All right, you say, suppose you meet a man, and you date, and you both like each other. What about necking? “I think a girl should act exactly as she would if she were at home or at school while she’s on vacation,’ says Piper Laurie. “Some people are inclined to think of ‘fun’ and she would at home—but aside from that, there is really very little difference.”
The mortality rate of summer romances is high, and probably because things happen too quickly to be comfortable. You want your man to remember the time he spent with you as being fun with a girl he’d like to get to know better, and not just a “fling.” Keep it gay, keep it light,” Lori Nelson’s motto might be a good one to follow . . . and saying “no” still has its advantages.
By way of having the last word on the subject, Ann Blyth sums it up this way: “I think a girl should never do anything that she’ll be ashamed of herself for—then no one need be ashamed for her.”
If one could listen in on the conversations of girls as they’re packing to go home after a vacation, the question most often asked would be, “Will I hear from him?”
Time, and your man, will have to answer that one. But there’s the question of being able to help Cupid along a bit. Bill Campbell (who never had a summer romance, but who has managed to make lifelong friends on vacation) says his trusty camera is a “friendship-maker.” “I usually take my camera along, my wife Judy and I take pictures of the gang, plus their names and addresses. When we get home, I’ll mail the pictures back to them, together with a funny note like ‘and after I repaired the camera, this came out,’ or a sentimental one like ‘I look at this, and wish I were back there now.’ You have no idea how many friendships have started that way.”
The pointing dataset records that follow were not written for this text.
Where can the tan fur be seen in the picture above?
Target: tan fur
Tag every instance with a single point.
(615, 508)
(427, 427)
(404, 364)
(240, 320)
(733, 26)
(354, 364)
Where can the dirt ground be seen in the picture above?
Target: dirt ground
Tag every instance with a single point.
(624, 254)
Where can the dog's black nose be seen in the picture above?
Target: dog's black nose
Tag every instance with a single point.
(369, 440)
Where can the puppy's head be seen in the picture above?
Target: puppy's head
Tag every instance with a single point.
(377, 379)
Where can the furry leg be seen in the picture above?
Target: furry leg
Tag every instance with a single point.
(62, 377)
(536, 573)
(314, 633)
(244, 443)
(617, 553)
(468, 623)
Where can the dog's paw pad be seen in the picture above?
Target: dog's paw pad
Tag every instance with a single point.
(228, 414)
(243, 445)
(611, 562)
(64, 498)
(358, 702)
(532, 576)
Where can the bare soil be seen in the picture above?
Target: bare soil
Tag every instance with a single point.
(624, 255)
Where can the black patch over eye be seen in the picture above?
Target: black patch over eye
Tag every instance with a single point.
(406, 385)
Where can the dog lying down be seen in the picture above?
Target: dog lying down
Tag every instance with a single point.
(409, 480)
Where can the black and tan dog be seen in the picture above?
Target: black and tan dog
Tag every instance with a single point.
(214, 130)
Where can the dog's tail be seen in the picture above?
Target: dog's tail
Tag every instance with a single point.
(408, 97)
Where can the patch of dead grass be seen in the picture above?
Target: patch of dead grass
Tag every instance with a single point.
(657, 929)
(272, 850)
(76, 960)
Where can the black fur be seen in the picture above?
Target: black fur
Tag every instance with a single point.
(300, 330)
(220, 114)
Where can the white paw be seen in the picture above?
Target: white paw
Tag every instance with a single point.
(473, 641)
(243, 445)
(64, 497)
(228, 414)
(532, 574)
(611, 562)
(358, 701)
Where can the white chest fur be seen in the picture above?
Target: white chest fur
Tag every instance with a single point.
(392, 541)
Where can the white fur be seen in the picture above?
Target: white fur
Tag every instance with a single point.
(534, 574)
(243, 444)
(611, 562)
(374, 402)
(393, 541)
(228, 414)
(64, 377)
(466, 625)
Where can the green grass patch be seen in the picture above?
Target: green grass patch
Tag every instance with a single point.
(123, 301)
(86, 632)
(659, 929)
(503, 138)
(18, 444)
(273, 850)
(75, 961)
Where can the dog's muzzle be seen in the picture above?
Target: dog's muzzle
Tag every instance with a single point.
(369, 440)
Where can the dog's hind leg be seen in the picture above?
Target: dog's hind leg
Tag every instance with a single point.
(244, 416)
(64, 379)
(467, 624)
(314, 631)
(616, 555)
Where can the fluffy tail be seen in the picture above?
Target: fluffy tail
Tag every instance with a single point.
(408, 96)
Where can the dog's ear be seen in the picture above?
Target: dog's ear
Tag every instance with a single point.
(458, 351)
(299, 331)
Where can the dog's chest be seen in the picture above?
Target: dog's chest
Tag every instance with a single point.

If you can manage to take the initiative without seeming to be aggressive (and it’s a neat trick!), it’s occasionally a good idea. But you’d have to be the judge as to whether your man would like it, or be frightened away by it. “I don’t mind a girl getting in touch with me,” said Tab Hunter once, “provided she has something simple to say. Like ‘Joe Smith is giving a party next week. Would you like to go with me?’ That’s simple. But ‘why don’t I hear from you, and why don’t you call me sometime?’, that’s not simple, it’s aggressive. And I’d like to do the pursuing.”
So if yours is the pursuit of fun and happiness this summer, take your tips from these young and popular stars, and men will be pursuing you.